“I’m going to compare experiences of Indigenous higher education in the Andes, specifically with cases in Ecuador, to North American Indigenous education. I’ll look at how the content, objectives and specificities of these Indigenous programs differ and challenge what we teach in mainstream social sciences.”
Drouin-Gagné received her BA in Anthropology from the Université de Montréal, with a semester at the Universidad Mayor de San Andrés, in Bolivia, before completing her MA at the Université de Montréal in Religious Studies.
“I’m not Native. I’m part of the settler society. I was born and raised in Montreal, in Mohawk territory, and that’s something I ignored for most of my life,” says Drouin-Gagné, explaining how her research interest first arose.
“It took living in Bolivia — where 60 to 80 per cent of the population is Indigenous — and studying at an institution where most of my colleagues were Indigenous students, asking me questions about Canada’s Indigenous people to realize I was unable to answer, that I was ignorant.”
When she came back to Montreal one of her goals was to learn about the first peoples in her own country.
Currently, Drouin-Gagné is doing fieldwork on the Flathead reservation in Montana, and has been interviewing faculty and observing classes at the Salish Kootenai College.
There are 36 tribal colleges in the United States.
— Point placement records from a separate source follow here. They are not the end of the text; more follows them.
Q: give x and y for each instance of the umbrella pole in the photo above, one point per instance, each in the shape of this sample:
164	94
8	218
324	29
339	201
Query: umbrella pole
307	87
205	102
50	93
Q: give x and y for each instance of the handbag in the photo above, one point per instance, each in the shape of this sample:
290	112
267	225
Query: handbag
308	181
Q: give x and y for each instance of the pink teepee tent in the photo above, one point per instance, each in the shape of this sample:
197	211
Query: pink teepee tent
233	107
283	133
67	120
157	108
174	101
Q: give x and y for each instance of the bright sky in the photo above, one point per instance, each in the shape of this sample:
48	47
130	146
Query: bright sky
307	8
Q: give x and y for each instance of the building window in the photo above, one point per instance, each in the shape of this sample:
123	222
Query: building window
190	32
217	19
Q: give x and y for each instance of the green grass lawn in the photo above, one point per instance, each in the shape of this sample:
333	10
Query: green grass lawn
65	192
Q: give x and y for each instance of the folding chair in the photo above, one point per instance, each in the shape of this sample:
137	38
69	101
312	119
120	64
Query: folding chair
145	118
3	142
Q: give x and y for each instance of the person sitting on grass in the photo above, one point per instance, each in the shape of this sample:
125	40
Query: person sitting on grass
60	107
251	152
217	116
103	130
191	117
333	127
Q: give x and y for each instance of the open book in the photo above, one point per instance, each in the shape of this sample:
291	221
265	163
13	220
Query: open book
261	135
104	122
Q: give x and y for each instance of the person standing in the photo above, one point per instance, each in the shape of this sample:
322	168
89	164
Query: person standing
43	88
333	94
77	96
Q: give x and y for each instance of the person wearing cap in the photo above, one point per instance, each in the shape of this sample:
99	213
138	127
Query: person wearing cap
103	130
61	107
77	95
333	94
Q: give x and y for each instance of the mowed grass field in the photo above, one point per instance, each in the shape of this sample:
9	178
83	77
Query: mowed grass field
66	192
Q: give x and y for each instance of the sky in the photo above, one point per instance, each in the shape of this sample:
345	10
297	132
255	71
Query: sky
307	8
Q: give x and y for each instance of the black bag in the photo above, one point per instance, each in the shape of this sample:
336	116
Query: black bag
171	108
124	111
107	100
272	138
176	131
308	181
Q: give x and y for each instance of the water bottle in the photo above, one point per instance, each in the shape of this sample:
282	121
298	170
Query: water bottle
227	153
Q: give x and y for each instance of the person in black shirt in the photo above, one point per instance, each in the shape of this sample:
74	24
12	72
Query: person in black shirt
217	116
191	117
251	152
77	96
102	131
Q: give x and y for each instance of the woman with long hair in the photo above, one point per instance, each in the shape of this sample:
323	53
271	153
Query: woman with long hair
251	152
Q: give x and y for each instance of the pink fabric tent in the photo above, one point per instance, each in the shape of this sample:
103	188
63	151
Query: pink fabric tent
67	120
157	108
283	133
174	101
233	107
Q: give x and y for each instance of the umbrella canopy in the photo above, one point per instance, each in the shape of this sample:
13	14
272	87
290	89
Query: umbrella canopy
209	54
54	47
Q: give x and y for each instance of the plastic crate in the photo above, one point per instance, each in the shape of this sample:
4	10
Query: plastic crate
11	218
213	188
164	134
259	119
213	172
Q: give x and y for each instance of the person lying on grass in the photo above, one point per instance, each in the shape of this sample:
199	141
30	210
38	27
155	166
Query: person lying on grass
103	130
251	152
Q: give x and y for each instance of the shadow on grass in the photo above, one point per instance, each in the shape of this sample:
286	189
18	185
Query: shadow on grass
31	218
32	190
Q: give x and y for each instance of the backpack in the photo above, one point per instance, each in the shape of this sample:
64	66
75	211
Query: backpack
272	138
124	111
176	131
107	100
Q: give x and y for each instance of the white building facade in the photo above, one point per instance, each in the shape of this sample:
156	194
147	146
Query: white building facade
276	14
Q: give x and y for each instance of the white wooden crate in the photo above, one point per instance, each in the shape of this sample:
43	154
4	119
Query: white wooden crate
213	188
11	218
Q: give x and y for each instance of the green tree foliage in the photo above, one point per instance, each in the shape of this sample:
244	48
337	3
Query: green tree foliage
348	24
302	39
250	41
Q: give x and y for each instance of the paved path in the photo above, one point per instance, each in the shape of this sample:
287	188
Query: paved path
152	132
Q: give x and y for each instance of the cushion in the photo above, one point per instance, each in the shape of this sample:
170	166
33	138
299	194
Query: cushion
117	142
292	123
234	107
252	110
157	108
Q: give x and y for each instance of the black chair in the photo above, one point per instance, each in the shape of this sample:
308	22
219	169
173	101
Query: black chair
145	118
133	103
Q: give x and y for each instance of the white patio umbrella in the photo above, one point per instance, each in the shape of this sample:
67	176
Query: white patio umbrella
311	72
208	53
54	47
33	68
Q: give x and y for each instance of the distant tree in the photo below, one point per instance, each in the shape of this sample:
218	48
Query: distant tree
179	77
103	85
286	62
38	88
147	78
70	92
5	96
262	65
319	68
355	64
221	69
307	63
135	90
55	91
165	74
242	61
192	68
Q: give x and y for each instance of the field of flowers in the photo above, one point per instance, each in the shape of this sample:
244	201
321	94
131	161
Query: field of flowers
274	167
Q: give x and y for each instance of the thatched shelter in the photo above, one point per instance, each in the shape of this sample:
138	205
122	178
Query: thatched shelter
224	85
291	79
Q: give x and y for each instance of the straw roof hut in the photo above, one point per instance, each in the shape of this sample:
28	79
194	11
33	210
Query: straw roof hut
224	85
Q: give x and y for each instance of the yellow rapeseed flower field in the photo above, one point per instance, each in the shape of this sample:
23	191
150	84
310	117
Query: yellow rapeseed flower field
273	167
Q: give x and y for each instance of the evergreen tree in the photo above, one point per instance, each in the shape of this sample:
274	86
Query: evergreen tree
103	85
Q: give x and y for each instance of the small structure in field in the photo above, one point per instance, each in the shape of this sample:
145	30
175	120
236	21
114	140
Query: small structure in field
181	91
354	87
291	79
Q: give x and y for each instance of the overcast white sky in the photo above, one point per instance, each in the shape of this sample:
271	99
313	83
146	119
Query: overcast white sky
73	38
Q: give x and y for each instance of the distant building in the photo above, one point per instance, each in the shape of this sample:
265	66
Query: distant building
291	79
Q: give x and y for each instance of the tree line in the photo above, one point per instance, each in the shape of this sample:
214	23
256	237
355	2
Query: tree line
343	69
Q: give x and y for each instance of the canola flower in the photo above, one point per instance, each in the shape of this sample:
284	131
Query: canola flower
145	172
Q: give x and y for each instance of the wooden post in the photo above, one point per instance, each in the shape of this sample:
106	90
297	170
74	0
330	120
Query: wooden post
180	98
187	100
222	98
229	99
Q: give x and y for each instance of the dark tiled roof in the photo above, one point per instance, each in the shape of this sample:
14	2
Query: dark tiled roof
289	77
They aren’t exclusive, but the idea is that they embody the Indigenous nations’ own systems of higher education. Each college is handled by a tribe.
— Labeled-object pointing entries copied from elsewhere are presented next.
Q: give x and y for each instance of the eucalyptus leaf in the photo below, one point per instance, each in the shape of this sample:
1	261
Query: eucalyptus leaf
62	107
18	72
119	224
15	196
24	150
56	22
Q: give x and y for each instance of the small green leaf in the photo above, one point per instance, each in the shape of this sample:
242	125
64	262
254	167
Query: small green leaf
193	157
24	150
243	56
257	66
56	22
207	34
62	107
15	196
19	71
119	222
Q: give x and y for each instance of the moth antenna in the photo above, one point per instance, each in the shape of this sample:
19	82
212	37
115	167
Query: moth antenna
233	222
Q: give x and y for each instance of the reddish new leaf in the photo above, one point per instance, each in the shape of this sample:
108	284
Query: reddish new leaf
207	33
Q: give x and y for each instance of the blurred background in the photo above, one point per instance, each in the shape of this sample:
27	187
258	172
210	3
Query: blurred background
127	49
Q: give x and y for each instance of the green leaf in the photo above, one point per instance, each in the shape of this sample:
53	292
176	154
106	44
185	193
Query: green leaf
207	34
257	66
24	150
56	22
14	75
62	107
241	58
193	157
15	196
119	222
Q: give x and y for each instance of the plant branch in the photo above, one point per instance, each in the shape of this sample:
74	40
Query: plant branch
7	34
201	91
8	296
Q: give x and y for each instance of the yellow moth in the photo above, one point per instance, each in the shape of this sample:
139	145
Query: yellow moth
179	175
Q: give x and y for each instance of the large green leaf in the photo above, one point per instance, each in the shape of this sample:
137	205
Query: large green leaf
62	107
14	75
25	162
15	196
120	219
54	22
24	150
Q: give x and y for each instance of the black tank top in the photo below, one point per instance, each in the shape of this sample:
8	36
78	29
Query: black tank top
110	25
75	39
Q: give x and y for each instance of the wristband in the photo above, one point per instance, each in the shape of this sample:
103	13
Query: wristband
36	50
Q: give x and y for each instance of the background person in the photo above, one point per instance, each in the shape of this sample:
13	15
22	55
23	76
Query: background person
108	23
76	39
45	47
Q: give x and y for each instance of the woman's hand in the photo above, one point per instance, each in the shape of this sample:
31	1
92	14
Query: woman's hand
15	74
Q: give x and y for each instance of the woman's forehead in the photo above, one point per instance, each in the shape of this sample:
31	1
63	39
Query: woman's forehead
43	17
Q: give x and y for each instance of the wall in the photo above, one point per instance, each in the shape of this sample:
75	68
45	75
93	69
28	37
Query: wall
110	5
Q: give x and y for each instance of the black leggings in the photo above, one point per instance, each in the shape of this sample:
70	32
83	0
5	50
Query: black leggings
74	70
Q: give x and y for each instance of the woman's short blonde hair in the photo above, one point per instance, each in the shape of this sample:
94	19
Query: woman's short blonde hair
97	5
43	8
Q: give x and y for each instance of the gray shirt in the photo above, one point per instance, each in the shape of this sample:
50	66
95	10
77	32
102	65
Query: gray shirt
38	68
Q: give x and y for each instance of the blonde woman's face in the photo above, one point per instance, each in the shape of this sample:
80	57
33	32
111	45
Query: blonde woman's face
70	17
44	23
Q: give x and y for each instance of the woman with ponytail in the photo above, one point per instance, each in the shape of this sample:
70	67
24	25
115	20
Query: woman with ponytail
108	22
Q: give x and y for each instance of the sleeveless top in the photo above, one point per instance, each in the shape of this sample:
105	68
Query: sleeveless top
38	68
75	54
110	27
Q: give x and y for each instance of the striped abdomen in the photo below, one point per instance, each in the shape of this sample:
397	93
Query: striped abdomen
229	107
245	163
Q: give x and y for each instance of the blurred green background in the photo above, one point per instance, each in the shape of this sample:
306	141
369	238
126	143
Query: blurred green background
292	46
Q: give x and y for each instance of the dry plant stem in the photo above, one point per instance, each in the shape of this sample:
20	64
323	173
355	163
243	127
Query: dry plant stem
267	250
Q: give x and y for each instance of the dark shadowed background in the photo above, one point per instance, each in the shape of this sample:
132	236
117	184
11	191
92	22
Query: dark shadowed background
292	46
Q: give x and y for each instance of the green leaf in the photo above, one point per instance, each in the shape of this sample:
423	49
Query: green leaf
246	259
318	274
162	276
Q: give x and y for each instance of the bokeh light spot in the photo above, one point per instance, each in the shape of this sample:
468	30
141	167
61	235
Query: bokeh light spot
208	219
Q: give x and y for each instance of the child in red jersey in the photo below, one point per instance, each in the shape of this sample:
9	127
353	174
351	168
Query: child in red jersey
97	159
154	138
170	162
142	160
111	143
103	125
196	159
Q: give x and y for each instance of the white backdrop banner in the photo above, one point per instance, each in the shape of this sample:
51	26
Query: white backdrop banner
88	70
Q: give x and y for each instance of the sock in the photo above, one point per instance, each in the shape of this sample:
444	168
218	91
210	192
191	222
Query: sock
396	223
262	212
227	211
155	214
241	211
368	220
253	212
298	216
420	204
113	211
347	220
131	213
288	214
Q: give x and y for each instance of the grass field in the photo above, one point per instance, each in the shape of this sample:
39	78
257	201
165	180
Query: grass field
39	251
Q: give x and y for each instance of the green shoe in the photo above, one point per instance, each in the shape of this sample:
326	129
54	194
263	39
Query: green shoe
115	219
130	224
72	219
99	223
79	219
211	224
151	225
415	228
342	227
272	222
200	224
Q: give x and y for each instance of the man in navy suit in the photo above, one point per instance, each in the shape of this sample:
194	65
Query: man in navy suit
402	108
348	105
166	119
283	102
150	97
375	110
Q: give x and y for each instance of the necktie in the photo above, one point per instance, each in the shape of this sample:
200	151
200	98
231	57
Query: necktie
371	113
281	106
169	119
“These institutions stand as testaments to the sovereignty of these nations, and serve as places that sustain tribal histories and cultures throughout the United States,” says Drouin-Gagné.
She hopes her research will help create bridges between educational experiences in North and South America in the context of colonization and decolonization. Ultimately, Drouin-Gagné says, she aims to inform the way mainstream social sciences approach the topic of Indigenous peoples and cultures.
A photographer investigates the snowbirds
Mika Goodfriend, an MFA student at Concordia, is pursuing his research project in Deerfield Beach, Florida, where he’ll be stationed until late September 2016.
During this period, Goodfriend will take on the role of visual anthropologist as he observes, interacts with and chronicles the daily lives of Québécois snowbirds who spend their winters at the Breezy Hill RV Resort trailer park.